Robb advises that we "start with activities that we really want to do," such as meeting a friend for a socially distant walk, rather than other activities we may not necessarily look forward to. This will make the experience more enjoyable and help to reassure us that we can push our boundaries a little.
You may also benefit from a change in diet and exercise routine to minimise the physical effects of anxiety. "The easiest things are to cut down on caffeine and alcohol, and be careful to eat fruit and veg. These habits will change the chemical balance in our brain, and bloodstream, for the better. Also spend time in nature, even if that just means a daily walk in a park. These are quick fixes that will immediately make you feel calmer," advises Natasha Tiwari, psychologist and CEO of The Veda Group.
If you feel that your anxiety is disproportionate, or are struggling to participate in normal, permitted activities, then you may have developed problematic anxiety. "We've been led to believe that being out and about poses a serious threat to the health and well-being of ourselves and loved ones. The idea of being around others again, is being perceived by our brains as seriously quite threatening," explains Tiwari.

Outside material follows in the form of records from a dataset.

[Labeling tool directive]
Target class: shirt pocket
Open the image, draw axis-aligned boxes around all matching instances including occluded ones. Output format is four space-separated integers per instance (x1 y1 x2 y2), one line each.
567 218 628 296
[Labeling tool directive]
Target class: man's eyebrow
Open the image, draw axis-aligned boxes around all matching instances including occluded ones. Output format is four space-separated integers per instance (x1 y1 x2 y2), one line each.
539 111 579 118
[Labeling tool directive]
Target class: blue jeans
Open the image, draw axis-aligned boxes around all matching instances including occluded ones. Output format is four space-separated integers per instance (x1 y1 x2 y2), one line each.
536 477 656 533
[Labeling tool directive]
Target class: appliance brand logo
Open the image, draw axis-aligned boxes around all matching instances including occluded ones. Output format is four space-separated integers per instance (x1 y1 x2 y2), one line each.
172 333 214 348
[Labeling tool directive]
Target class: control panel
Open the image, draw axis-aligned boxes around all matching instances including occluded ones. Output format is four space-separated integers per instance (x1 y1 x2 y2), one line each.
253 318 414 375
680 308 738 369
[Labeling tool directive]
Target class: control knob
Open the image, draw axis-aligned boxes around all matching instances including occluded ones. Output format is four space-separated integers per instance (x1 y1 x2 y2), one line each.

One way to increase our confidence may be to share our worries with someone else. However, choose your confidant wisely, as if someone else is anxious or has read some misleading information, you may not find it as helpful. "Sharing anxieties with others can make us feel understood and less alone," agrees Tiwari. "It's just important not to fuel each other's stress and anxiousness and rather find some strength in morale."
While many of us will be able to overcome our initial anxiety, for others it may be more of a struggle. If you feel that your anxiety is beginning to have a negative effect on your daily life, it's important to seek help. "If you are not sure if you should seek help then take it as a sign that you should. Anxiety left unchecked can grow and become gnarlier, and tougher to overcome after long periods of time," advises Tiwari.
If your anxiety becomes overwhelming, speak with your GP, or contact Therapists for Covid where you will be able to access support free of charge.